Bristol-Myers Squibb and Nektar in Anticancer Pact
US drugmaker Bristol-Myers Squibb has struck a deal worth $3.6 billion with biotech Nektar Therapeutics to jointly develop and commercialize the latter’s lead anticancer molecule – NKTR-214. The companies expect to complete the transaction during the second quarter, subject to antitrust and other customary closing conditions.
Said to be the largest biotech licensing fee ever, the collaboration will see Bristol-Myers Squibb’s Opdivo and Opdivo plus Yervoy being developed with Nektar’s NKTR-214 in more than 20 indications across nine tumor types, as well as potential combinations with other anti-cancer agents.

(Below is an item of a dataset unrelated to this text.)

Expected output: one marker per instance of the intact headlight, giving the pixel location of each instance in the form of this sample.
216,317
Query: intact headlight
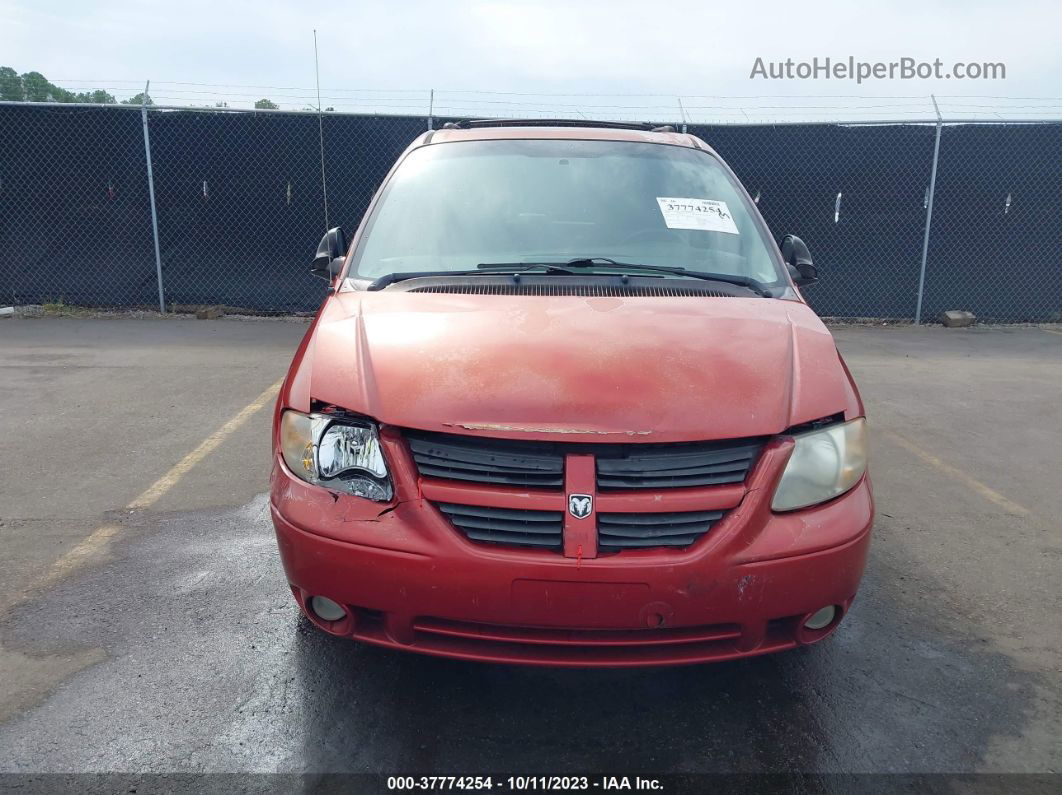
824,464
336,452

Pivotal studies in renal cell carcinoma and melanoma are expected to start in mid-2018.
The agreement follows the success of a previous clinical trials pact in September 2016 to evaluate Opdivo, designed to overcome immune suppression, with NKTR-14, which stimulates cancer-killing immune cells.
Commenting on the latest collaboration, Giovanni Caforio, chairman and CEO of Bristol-Myers Squibb, said the company now has a third validated immuno-oncology mechanism that has significant potential for benefitting cancer patients.
“NKTR-214’s ability to grow tumor infiltrating lymphocytes (TILs) in vivo and replenish the immune system is critically important as many patients battling cancer lack sufficient TIL populations to benefit from approved checkpoint inhibitor therapies,” said Nektar’s president and CEO, Howard Robin.
Under the terms of the deal, Bristol-Myers Squibb will pay $1.85 billion upfront, comprising $1 billion in cash and an equity investment of $850 million. It has also agreed to certain lock-up standstill and voting provisions on its share ownership for five years, subject to certain specified exceptions.
In addition, Nektar is eligible to receive an additional $1.78 billion in milestone payments and will take the lion’s share (65%) of the profits, with Bristol-Myers Squibb taking 35%.
Bristol-Myers Squibb will pay between 67.5% and 78% of development costs, depending on whether the trials include just Opdivo, or Opdivo and Yervoy.
The New-York headquartered pharma will lead global commercialization efforts on NKTR-214 combinations with its own drugs, but Nektar will assist in the US, major EU markets and Japan.
Both companies have agreed, for a specified period of time, not to develop combinations with overlapping mechanisms of action in the same indications as those included in their joint clinical development plan.